The level of oncogene expression in the cell lines was evaluated by reverse transcription PCR (RT -PCR ) and flow cytometry. The total mRNA from the cell lines was extracted using Trizol (Invitrogen) as per the manufacturers' protocol. The extracted mRNA was used to synthesize the first strands of cDNA using the ImProm-II™ Reverse Transcriptase (Promega) kit.

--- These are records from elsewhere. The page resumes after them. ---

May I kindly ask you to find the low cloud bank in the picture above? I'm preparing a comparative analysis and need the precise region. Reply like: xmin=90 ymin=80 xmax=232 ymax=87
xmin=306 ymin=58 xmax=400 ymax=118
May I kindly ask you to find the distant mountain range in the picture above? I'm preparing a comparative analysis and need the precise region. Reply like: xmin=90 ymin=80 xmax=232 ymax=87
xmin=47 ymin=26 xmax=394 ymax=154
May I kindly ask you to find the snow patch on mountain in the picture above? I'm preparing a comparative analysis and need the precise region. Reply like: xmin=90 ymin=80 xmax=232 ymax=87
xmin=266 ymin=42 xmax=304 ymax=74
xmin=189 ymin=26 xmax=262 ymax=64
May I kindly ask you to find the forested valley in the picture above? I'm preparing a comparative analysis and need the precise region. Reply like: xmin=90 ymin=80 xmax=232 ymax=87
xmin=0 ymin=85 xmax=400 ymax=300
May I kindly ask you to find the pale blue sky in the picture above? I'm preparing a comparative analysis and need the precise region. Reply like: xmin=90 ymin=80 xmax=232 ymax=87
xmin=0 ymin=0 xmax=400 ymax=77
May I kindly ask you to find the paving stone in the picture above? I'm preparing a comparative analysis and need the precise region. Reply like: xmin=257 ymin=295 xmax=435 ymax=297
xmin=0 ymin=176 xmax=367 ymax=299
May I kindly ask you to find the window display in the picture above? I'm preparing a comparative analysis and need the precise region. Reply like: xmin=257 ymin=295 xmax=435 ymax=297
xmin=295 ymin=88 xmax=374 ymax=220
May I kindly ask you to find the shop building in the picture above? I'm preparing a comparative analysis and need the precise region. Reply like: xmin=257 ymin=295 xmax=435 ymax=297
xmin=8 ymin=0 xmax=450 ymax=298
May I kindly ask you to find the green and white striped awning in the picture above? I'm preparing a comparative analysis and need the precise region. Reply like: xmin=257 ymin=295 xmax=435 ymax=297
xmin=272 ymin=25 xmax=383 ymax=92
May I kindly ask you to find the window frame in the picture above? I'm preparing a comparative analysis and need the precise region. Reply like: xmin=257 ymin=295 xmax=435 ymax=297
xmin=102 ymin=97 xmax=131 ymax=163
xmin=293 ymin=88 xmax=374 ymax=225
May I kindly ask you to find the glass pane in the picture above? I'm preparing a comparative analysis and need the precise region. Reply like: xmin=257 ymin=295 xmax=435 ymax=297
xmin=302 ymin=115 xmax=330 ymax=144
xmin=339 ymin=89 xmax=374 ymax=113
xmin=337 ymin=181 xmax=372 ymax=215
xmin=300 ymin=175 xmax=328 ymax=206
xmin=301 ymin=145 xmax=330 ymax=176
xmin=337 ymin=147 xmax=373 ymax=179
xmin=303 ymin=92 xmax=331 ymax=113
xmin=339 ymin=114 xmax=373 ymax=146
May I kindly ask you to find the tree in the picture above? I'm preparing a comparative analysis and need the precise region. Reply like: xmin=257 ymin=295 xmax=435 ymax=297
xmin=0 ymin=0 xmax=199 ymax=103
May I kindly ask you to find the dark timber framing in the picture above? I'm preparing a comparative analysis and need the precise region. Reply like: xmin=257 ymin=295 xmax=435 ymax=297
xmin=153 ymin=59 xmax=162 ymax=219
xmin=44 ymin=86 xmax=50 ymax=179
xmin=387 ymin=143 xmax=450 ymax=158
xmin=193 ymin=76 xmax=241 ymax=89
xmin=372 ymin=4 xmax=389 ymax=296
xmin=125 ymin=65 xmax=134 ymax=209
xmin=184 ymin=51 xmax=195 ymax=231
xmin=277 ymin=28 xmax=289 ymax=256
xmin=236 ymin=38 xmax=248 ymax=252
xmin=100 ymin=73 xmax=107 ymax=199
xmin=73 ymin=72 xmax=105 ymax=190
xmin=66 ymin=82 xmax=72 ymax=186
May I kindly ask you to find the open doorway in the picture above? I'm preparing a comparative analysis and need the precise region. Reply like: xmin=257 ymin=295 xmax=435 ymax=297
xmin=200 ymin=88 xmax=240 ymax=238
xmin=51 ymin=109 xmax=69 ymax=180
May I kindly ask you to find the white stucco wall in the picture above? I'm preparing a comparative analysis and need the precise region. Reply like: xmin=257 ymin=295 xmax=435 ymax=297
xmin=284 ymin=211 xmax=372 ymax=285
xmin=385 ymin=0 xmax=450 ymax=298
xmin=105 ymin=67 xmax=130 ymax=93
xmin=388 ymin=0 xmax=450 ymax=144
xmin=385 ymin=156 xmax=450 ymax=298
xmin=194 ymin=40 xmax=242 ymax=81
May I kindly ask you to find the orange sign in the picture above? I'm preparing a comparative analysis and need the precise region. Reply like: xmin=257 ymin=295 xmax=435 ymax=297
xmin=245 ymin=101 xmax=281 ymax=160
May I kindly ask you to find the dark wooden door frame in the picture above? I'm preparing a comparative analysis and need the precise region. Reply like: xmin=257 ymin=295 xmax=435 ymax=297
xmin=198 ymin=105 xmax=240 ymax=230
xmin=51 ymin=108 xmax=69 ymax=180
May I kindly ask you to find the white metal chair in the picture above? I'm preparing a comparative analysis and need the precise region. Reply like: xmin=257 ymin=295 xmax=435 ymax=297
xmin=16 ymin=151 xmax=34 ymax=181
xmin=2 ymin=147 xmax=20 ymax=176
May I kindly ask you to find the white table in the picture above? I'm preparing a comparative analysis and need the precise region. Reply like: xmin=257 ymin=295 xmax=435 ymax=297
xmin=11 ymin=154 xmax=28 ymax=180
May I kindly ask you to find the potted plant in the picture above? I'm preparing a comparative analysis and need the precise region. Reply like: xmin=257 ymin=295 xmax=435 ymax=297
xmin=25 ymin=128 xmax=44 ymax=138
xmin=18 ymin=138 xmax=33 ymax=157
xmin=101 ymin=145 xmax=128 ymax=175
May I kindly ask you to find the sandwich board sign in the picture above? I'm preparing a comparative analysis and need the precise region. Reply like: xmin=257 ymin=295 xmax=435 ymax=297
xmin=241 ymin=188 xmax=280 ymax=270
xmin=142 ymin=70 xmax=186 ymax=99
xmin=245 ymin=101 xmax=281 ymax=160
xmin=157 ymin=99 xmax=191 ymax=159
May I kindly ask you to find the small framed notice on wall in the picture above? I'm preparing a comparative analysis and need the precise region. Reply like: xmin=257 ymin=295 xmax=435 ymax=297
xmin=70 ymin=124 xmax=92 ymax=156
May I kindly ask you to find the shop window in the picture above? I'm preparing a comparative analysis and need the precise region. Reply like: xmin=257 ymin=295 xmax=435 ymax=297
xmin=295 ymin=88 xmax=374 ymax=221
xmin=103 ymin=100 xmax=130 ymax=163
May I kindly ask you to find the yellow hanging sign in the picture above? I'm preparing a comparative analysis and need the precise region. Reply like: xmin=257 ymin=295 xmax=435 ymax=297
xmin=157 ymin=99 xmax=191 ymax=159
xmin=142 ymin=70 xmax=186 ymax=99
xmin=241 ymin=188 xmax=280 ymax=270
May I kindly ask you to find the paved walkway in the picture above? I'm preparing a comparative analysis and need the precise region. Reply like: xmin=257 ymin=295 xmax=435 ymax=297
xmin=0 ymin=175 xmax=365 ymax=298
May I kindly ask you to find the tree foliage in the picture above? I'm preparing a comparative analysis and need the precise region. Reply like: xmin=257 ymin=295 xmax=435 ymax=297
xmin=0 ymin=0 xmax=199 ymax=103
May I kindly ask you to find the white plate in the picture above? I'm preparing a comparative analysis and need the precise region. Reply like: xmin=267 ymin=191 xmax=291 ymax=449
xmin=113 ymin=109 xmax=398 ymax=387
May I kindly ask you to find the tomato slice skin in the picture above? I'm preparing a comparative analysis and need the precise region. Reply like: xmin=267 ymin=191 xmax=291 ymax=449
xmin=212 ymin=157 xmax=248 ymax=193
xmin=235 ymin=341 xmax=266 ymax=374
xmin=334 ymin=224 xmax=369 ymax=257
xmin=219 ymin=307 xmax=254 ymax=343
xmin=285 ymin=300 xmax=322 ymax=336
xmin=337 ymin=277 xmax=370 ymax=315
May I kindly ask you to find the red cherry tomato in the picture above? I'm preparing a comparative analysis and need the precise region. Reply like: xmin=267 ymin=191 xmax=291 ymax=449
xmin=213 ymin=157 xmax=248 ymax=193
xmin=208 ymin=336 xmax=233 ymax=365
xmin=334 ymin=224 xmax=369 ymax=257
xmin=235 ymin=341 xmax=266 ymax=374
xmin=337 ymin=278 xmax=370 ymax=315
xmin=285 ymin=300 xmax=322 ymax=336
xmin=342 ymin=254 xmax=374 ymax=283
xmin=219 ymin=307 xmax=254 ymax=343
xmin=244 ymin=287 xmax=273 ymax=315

PCR with sequence-specific primers was carried out to identify the nucleotide sequences of the genes of interest and eGFP marker gene in the total cDNA. The following primers were used for RUNX1(K83N): sense-AGTCTACCAATACCTGGGA; antisense-TCTCAGCTGTGGTGGTGAAG, for AML1/ET O: sense-CATTCACCGAGATAGGAG; antisense-AAGTCTCGGCGTCACTGAT, for eGFP : sense-ACCTACGGCCTGCAGTGCT; antisense-TGCCGTTCTCTGCTGTCG. PCR products were then visualized after 1.5% agarose gel electrophoresis. The results were processed using the Gel-Pro Analyzer 4.0 software, which gives a maximum optical density (maxOD) reading. The results were normalized against ≤-actin.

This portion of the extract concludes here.